Meta-learning for Few-shot Natural Language Processing: A Survey
Wenpeng Yin

TL;DR
This survey reviews meta-learning techniques tailored for few-shot NLP tasks, highlighting recent progress, key datasets, and defining the core concepts to advance research in low-resource language understanding.
Contribution
It provides a comprehensive overview of meta-learning methods specifically for few-shot NLP, clarifies definitions, and summarizes progress and datasets in this domain.
Findings
Summarizes recent meta-learning approaches for few-shot NLP
Provides a clear taxonomy and definitions for the field
Lists key datasets used in few-shot NLP research
Abstract
Few-shot natural language processing (NLP) refers to NLP tasks that are accompanied with merely a handful of labeled examples. This is a real-world challenge that an AI system must learn to handle.

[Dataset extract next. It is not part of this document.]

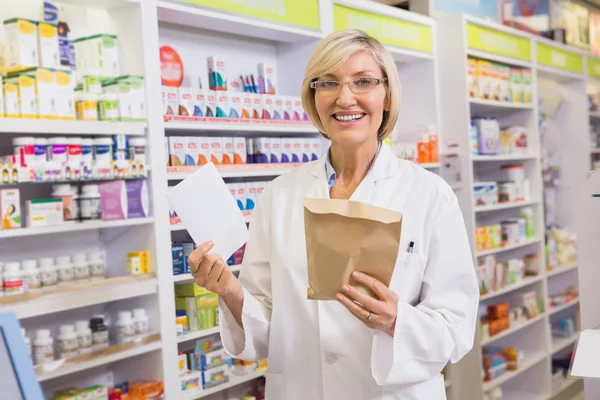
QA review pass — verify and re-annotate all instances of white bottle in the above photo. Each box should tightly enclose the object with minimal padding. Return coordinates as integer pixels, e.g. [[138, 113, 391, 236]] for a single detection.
[[87, 251, 105, 281], [58, 325, 79, 359], [33, 329, 54, 365], [115, 311, 135, 344], [75, 321, 92, 354], [39, 257, 58, 287], [21, 328, 31, 357], [21, 260, 42, 291], [56, 256, 75, 285], [133, 308, 150, 338], [2, 262, 25, 296], [73, 253, 90, 282]]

Usually we rely on collecting more auxiliary information or developing a more efficient learning algorithm. However, the general gradient-based optimization in high capacity models, if training from scratch, requires many parameter-updating steps over a large number of labeled examples to perform well (Snell et al., 2017). If the target task itself cannot provide more information, how about collecting more tasks equipped with rich annotations to help the model learning? The goal of meta-learning is to train a model on a variety of tasks with rich annotations, such that it can solve a new task using only a few labeled samples. The key idea is to train the model's initial parameters such that…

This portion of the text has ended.